NOCOPI TECHNOLOGIES, INC.
ARTICLES OF AMENDMENT
TO
ARTICLES OF INCORPORATION
NOCOPI TECHNOLOGIES, INC., a Maryland corporation having its principal office in Baltimore City,
Maryland (the "Corporation") hereby certifies to the State Department of Assessments and Taxation of Maryland
that:
FIRST: The Charter of the Corporation is hereby amended by deleting the first sentence of Article V thereof and
replacing such sentence with the following:
"The aggregate number of shares which the corporation shall have authority to issue is Seventy-Five Million
(75,000,000) shares of common stock having a par value of $.002 per share and Three Million (3,000,000)
shares of preferred stock having a par value of $1.00 per share."
SECOND: The amendment of the Charter of the Corporation as hereinabove set forth has been duly advised by
the board of directors and approved by the stockholders of the Corporation.

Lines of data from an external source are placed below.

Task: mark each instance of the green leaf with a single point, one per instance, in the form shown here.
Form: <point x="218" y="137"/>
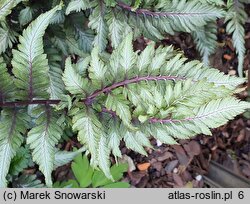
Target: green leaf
<point x="42" y="140"/>
<point x="117" y="171"/>
<point x="20" y="161"/>
<point x="26" y="15"/>
<point x="90" y="130"/>
<point x="75" y="84"/>
<point x="7" y="87"/>
<point x="120" y="105"/>
<point x="64" y="157"/>
<point x="7" y="37"/>
<point x="77" y="6"/>
<point x="98" y="23"/>
<point x="30" y="64"/>
<point x="82" y="171"/>
<point x="236" y="18"/>
<point x="97" y="69"/>
<point x="6" y="6"/>
<point x="27" y="181"/>
<point x="13" y="125"/>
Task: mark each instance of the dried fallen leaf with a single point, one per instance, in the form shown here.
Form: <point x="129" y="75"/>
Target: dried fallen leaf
<point x="166" y="155"/>
<point x="143" y="166"/>
<point x="227" y="57"/>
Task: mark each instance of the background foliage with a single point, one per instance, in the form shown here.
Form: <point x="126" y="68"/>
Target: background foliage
<point x="56" y="74"/>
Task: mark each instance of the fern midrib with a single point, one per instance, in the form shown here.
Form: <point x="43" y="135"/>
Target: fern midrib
<point x="107" y="89"/>
<point x="30" y="94"/>
<point x="156" y="120"/>
<point x="157" y="14"/>
<point x="5" y="5"/>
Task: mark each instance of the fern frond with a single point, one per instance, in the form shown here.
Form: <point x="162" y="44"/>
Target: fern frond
<point x="98" y="23"/>
<point x="90" y="133"/>
<point x="75" y="84"/>
<point x="26" y="15"/>
<point x="64" y="157"/>
<point x="77" y="6"/>
<point x="155" y="92"/>
<point x="56" y="86"/>
<point x="206" y="40"/>
<point x="30" y="64"/>
<point x="168" y="17"/>
<point x="6" y="6"/>
<point x="236" y="18"/>
<point x="42" y="140"/>
<point x="210" y="115"/>
<point x="7" y="37"/>
<point x="7" y="87"/>
<point x="13" y="124"/>
<point x="20" y="161"/>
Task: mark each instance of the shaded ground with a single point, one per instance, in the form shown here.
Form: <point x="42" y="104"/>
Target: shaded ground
<point x="185" y="165"/>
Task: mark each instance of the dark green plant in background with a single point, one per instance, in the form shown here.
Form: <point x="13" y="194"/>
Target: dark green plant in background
<point x="56" y="77"/>
<point x="86" y="176"/>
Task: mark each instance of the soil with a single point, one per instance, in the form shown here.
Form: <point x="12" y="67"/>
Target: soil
<point x="184" y="165"/>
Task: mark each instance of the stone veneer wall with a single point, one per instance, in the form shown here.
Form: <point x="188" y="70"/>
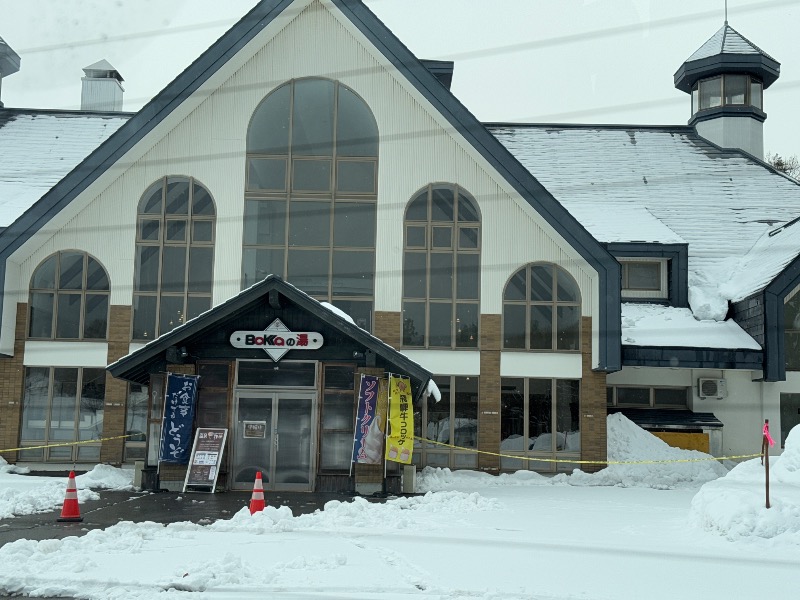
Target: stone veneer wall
<point x="114" y="409"/>
<point x="489" y="391"/>
<point x="594" y="435"/>
<point x="12" y="375"/>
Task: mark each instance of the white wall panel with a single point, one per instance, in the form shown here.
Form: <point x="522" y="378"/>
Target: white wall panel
<point x="205" y="138"/>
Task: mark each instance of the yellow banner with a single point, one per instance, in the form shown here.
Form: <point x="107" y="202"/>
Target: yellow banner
<point x="400" y="441"/>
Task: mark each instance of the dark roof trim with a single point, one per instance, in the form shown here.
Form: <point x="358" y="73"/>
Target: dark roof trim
<point x="678" y="274"/>
<point x="745" y="111"/>
<point x="127" y="136"/>
<point x="765" y="68"/>
<point x="691" y="358"/>
<point x="127" y="367"/>
<point x="504" y="162"/>
<point x="775" y="295"/>
<point x="425" y="82"/>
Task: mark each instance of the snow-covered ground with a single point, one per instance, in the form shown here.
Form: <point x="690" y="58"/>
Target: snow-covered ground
<point x="657" y="531"/>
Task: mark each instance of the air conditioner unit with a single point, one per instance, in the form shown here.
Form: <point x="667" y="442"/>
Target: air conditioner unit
<point x="712" y="388"/>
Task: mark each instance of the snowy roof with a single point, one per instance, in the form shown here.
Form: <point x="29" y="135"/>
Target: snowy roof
<point x="40" y="147"/>
<point x="727" y="41"/>
<point x="721" y="202"/>
<point x="667" y="326"/>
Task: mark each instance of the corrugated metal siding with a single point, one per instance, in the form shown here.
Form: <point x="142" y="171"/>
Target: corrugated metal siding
<point x="416" y="149"/>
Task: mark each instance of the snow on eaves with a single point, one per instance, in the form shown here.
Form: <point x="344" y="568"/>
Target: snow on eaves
<point x="720" y="202"/>
<point x="38" y="148"/>
<point x="667" y="326"/>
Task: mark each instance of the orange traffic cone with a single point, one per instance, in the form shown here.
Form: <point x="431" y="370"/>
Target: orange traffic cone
<point x="70" y="511"/>
<point x="257" y="500"/>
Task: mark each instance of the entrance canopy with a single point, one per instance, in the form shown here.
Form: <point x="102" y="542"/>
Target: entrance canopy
<point x="269" y="320"/>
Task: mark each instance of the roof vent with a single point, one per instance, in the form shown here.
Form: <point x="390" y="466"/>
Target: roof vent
<point x="9" y="63"/>
<point x="712" y="388"/>
<point x="101" y="89"/>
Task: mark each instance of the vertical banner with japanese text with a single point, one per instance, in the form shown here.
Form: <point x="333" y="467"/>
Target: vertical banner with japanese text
<point x="370" y="429"/>
<point x="176" y="428"/>
<point x="400" y="441"/>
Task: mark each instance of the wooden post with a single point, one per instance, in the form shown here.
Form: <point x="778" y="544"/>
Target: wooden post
<point x="766" y="442"/>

THIRD: Prior to the amendment, the total number of shares of all classes which the Corporation had authority to
issue was Fifty-Three Million (53,000,000), consisting of Fifty Million (50,000,000) shares of common stock,
par value $.002 per share, and Three Million (3,000,000) shares of preferred stock, par value $1.00 per share,
and the aggregate par value of all shares of all classes was 3,500,000. Subsequent to the amendment, the total
number of shares of all classes which the Corporation had authority to issue was Seventy-Five Million
(75,000,000) shares of common stock, par value $.002 per share, and Three Million (3,000,000) shares of
preferred stock, par value $1.00 per share, and the aggregate par value of all shares of all classes was
$3,750,000. The information required by subsection (b) (2) (i) of Section 2-607 of the Maryland General
Corporation Law was not changed by the amendment.
IN WITNESS WHEREOF, Nocopi Technologies, Inc. has caused these presents to be signed in its name and
on its behalf by its president and attested by its Assistant Secretary on the day of June 1998.